Version

    15. Import Wrangler mapping

    In some cases it is very useful to allow Wrangler users to define data transformations that are then used in more complex projects created in the Designer. A common use case for this is data ingestion where you need to read many different data types (often provided by customers in inconsistent formats) and transform incoming data to a common format (e.g., a data warehouse table). In such cases, it is advantageous for the business analysts to be able to easily create their transformations without having to understand CloverDX Designer and the complexities of building a subgraph that reads and transforms data into the specific format.

    To facilitate this use case, it is possible to export any job from CloverDX Wrangler and then import that job as a subgraph that can be used in CloverDX Designer when building more complex data processes. To see how to export your jobs from Wrangler, read more in Wrangler documentation.

    Before exporting a job, make sure that there are no transformation issues (e.g., required target mapping is missing or there is an invalid step in the job). Jobs with errors can be exported from Wrangler (so that they can be copied to a different Wrangler instance) but such jobs cannot be imported in the Designer.

    Once you have exported your Wrangler job(s), you can import them into CloverDX project via Import CloverDX Wrangler Mappings from Archive wizard available in the Import context menu for your CloverDX project.

    To import a job, follow these steps:

    1. Open the Import CloverDX Wrangler Mappings from Archive wizard from the project’s context menu:

      import wrangler mapping
    2. Use the Browse button to select the exported job zip file(s). You can select multiple files at once for bulk import of multiple mappings. By default, the jobs will be imported into the subgraphs folder, but you can select any other folder in the project if desired.

      import wrangler mapping select folder
    3. The subgraph(s) will be imported into the directory you selected.

      import wrangler mapping imported subgraph

    The subgraphs imported in this way will always define one input port and two output ports like this:

    • The input port serves as data input for the transformation. This port is required (i.e., it has to be connected). It propagates metadata that matches the structure of the data coming from the data source in its originating Wrangler job.

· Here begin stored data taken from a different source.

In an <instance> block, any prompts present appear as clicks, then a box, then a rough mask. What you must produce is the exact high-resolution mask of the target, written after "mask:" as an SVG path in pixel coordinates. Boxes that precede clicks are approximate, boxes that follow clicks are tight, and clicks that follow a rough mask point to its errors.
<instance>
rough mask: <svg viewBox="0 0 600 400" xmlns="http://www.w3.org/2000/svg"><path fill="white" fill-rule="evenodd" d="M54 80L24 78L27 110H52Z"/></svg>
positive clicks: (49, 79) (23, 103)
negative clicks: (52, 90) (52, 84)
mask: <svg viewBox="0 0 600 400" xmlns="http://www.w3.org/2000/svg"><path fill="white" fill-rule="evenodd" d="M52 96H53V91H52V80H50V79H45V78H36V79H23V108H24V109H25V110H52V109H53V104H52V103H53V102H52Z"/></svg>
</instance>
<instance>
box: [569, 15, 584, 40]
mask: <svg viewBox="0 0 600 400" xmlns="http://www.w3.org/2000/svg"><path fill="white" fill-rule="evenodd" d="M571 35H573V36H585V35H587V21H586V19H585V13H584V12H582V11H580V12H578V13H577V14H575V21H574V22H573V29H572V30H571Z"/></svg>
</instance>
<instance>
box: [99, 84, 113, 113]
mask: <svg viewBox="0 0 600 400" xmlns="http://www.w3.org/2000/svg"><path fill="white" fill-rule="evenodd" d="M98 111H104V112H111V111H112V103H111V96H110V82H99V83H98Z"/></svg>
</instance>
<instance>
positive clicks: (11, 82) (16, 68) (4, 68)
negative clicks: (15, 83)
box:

    • The first output port is "valid data output" - it auto-propagates metadata that corresponds to the output of the Wrangler job. This port is required (i.e., it has to be connected).

    • The second output port is "rejected records output". It auto-propagates metadata corresponding to the reject file structure in the original Wrangler job. This port is optional and it will discard records if not connected. The metadata on this port will always contain 4 fields that provide information about the rejected record followed by the "data" fields that correspond to the first output port.

    import wrangler mapping usage example
    Figure 126. Example usage of a subgraph imported from a Wrangle job export.

    Reject metadata

    The metadata on the reject port will always contain the following four fields:

    • list[string] errorMessage is a list of error messages (one message in each list element) for the given rejected row.

    • list[string] errorColumn is a list of technical column names that correspond to error messages from the errorMessages list (i.e., the first error message corresponds to the first error column).

    • list[string] step is a list of step names for each error message. Each element corresponds to the step that raised the error for the rejected row. The format is always "Step <N>: <type>" where N is the index of the step (1, 2, etc.) and "<type>" is the type of the step (e.g., "Calculate formula", "Validate empty value", etc.).

    • long sourceRowNumber is the row number of the rejected row as read from the source. Row numbers do not have to be sorted but will be unique - each row number can only appear once since each rejected record carries all errors for the given row.

    import wrangler mapping reject metadata
    Figure 127. An example of reject port metadata. Notice the four pre-defined fields followed by several "data" fields.